ぢぇずぃっと Jésuite ですが、日本語に訳すと『イエズス会の修道者』です。
なぜまた、この菓子パンが、ぢぇずぃっとぉ ? 
この菓子パン「イエズス会の修道者」ですが、形は二等辺三角形で、長辺が約20cm弱、底辺が10cmほど。パイのようなクロワッサン生地の中にアーモンド繊維がしっかり残っているクリームがたんまりと入り、上にメレンゲ、更にその上にアーモンドスライスをたっぷり乗せて、オーヴンでぢっくり焼いてあります。

で、すこぶる美味しいのですよ、この『イエズス会士』が ヾ(`◇´)

調べてみましたら、
Le jésuite est une pâtisserie française célèbre. Il s’agit d’un petit triangle de pâte feuilletée fourré à la frangipane et recouvert de glaçage. Le nom vient de ce que, à l’origine, ces pâtisseries étaient recouvertes de praline ou de glaçage au chocolat en forme de chapeau à bords relevés comme ceux des Jésuites.  -Jésuite (pâtisserie)
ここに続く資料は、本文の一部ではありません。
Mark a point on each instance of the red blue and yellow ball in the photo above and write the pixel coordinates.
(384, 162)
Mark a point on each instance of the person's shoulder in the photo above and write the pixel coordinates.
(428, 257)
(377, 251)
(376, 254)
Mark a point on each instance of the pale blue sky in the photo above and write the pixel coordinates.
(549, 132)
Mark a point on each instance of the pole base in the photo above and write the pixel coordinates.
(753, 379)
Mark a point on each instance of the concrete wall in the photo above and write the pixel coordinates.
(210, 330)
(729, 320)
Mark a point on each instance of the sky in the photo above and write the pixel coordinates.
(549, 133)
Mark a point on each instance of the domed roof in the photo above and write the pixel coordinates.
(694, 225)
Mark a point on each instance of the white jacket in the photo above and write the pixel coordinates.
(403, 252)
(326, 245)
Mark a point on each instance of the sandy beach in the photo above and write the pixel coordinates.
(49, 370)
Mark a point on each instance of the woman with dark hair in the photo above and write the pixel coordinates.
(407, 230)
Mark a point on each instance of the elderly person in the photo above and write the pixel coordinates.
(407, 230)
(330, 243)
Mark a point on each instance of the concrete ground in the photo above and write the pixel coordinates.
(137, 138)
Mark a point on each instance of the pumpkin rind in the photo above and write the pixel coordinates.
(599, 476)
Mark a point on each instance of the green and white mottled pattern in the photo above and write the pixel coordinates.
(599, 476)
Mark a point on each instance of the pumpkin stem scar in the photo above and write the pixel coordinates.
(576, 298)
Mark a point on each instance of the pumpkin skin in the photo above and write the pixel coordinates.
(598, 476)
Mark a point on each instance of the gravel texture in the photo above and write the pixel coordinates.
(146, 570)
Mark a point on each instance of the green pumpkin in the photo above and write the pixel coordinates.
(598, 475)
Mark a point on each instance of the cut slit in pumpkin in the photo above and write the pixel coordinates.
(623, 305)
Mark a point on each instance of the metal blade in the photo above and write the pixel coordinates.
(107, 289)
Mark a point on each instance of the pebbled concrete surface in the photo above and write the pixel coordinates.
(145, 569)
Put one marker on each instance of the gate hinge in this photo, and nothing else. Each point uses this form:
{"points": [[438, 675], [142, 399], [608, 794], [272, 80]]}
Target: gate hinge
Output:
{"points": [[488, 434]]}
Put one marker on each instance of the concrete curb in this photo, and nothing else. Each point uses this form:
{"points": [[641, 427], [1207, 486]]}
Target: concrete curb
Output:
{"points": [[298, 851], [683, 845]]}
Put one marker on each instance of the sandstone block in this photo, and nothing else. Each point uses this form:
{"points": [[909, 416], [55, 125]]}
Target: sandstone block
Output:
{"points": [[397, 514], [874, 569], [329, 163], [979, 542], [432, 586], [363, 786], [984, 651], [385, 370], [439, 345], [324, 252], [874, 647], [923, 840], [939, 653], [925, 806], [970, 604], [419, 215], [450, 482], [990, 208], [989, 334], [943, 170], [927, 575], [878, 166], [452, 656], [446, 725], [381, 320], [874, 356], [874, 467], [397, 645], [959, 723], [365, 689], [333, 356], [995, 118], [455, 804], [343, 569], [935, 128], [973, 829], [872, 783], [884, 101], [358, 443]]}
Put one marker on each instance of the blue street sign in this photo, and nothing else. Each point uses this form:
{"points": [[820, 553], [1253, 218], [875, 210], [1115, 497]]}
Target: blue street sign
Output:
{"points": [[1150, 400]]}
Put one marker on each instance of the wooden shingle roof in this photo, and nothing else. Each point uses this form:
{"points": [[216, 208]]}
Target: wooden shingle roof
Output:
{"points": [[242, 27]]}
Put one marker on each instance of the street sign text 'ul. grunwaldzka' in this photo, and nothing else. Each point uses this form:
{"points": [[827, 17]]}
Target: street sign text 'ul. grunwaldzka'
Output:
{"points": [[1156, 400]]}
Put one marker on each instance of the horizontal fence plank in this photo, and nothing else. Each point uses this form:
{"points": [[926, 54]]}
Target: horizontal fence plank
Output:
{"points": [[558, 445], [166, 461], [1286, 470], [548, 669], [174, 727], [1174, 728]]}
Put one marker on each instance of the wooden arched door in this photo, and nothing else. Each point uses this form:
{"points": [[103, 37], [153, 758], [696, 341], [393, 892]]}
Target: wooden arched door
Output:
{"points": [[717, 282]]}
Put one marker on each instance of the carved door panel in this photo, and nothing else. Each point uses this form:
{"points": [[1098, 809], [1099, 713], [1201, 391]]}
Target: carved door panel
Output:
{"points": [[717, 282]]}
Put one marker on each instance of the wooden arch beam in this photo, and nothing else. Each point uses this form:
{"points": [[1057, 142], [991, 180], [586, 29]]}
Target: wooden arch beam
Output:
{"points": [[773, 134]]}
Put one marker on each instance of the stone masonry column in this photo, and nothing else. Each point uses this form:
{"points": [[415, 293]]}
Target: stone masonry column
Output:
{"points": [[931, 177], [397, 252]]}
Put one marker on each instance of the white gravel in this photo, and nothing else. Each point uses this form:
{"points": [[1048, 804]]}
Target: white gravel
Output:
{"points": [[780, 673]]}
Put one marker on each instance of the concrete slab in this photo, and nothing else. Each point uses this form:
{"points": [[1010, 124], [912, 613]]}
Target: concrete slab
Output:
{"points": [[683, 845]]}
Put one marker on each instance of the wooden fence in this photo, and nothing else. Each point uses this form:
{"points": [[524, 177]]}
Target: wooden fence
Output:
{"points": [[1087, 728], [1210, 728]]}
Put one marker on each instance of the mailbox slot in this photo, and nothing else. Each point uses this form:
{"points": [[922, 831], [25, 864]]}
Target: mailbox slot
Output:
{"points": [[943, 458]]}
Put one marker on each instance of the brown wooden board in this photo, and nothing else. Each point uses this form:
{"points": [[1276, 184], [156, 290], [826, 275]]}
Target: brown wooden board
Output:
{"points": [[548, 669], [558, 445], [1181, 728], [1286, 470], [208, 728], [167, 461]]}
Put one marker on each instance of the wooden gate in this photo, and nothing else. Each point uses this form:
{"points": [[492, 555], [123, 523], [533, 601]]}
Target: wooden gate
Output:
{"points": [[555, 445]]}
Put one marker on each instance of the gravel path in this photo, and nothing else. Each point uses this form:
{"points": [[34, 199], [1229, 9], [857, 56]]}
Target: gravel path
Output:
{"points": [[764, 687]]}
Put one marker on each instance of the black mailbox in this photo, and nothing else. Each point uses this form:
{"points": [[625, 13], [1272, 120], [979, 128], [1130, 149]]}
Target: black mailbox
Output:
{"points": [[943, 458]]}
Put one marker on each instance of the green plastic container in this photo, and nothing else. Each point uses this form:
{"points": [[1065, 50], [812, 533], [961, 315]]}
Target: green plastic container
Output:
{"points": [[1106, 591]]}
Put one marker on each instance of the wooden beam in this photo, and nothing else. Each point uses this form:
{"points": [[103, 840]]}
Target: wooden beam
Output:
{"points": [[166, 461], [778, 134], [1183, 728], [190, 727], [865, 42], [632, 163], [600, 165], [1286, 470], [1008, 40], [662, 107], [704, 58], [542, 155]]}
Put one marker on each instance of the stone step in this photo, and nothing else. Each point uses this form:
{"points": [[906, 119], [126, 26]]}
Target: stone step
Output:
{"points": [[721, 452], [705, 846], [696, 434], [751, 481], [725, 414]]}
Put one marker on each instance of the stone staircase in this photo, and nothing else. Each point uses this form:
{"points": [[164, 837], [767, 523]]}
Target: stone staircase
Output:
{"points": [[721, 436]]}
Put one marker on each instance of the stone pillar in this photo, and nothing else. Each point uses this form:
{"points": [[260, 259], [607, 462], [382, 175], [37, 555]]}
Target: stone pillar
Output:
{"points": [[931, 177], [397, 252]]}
___φ( ̄^ ̄ ) フムフムム。どうも本物のヂェズィットなる菓子パンはメレンゲではなくシュワシュワ砂糖(グラサァヂュ、glaçage)が表面を覆っているようですね。この菓子パンの元祖はプラリネクリームが詰まったチョコレートにシュワシュワ砂糖がかかったもので、その形がはねっかえったイエズス会士の帽子(!?)に似ていたからだと。
イエズス会の帽子ぃ?....んなもんあるンかい?
調べてみましたら、こんな絵をめっけました。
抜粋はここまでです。